Since the emergence of powerful artificial intelligence programs like ChatGPT, many people have focused on how far off AI was from achieving human-level “general intelligence” and how that might turn society upside-down. But AI experts warned that there were a number of other more urgent social threats around the corner that could be achieved without that capacity. In particular, as New York University emeritus professor Gary Marcus told me this year, bad actors could attempt to use generative AI to create weapons of mass misinformation.

That frightening prediction is already coming true.

It’s long past time to start worrying about whether people on the internet are unknowingly reading and sharing fake news generated by bots.

The latest data from media and misinformation watchdog NewsGuard identifies over 600 “unreliable AI-generated news and information sites” on the internet. According to the Washington Post, that's an increase of over 1000% since May. These sites look like conventional news and information sites, but upon closer examination NewsGuard finds that they show signs of operating with “little to no human oversight and publish articles written largely or entirely by bots.” They manufacture up to hundreds of articles on issues from politics to entertainment to technology. Some of these stories are spreading widely on social media and have even shaped news cycles. 

There are also AI operations running natively on social media platforms. NewsGuard has also found a network of over a dozen TikTok accounts that have used AI text-to-speech software to spread political and health misinformation in videos that have collectively garnered over 300 million views. One video ludicrously claims that former President Barack Obama murdered one of his former White House chefs, and the video deploys AI tech to conjure up a computer-generated “Obama” statement responding to the false story. 

It’s long past time to start worrying about whether people on the internet are unknowingly reading and sharing fake news generated by bots.
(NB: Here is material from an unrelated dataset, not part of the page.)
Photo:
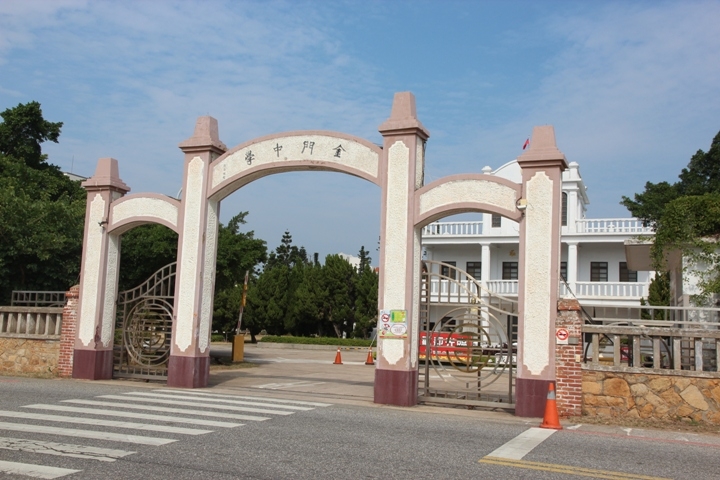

It’s unclear who owns the identified sites and accounts, which demonstrate how political actors both at home and abroad can join the information wars at little to no cost. And the worst part is that it’s going to be a long time before people are likely to be appropriately vigilant about these operations. 

One example that NewsGuard fleshes out at length is instructive. A site called Global Village Space generated an article in November claiming that Israeli Prime Minister Benjamin Netanyahu’s psychiatrist had committed suicide after failing to make progress in his treatment of Netanyahu. The story is not just false, but absurd on its face; it resembles, according to NewsGuard, a rehashed version of a satirical article from 2010. (AI chatbots scrape information from the existing internet, and there are documented examples of their responses’ simply re-creating parts of existing news articles.) 

But it wasn’t presented as satire at Global Village Space, and the story was picked up on social media in several languages and relayed as a real news story by an Iranian news channel. While the story might outwardly sound preposterous, in Iran, an adversary of Israel, the false story naturally buttressed narratives that Netanyahu is mentally unstable. It’s a remarkable example of how AI can hatch conspiracy theories and prey on political polarization at extremely low cost. Unlike human-generated misinformation operations, these sites cut out almost all labor costs and can produce more fake information at an extraordinary pace. 

These sites appear to use advertising revenue to generate money, and one possible way to hinder them and disincentivize their creation is to find ways to get brands to not generate revenue for AI-generated websites. But while that might work against profit-oriented content farms, it’s not going to protect the public against purely political and state-backed misinformation operations. 

One practical solution is to inform the public about the perils of AI-generated information and train people in internet literacy through news articles, education projects and school curricula. Unless people learn to become critical news consumers who understand how to vet their sources, we’re entering a new era of informational warfare. At the moment, unfortunately, it looks like a lot of people are going to be caught flat-footed.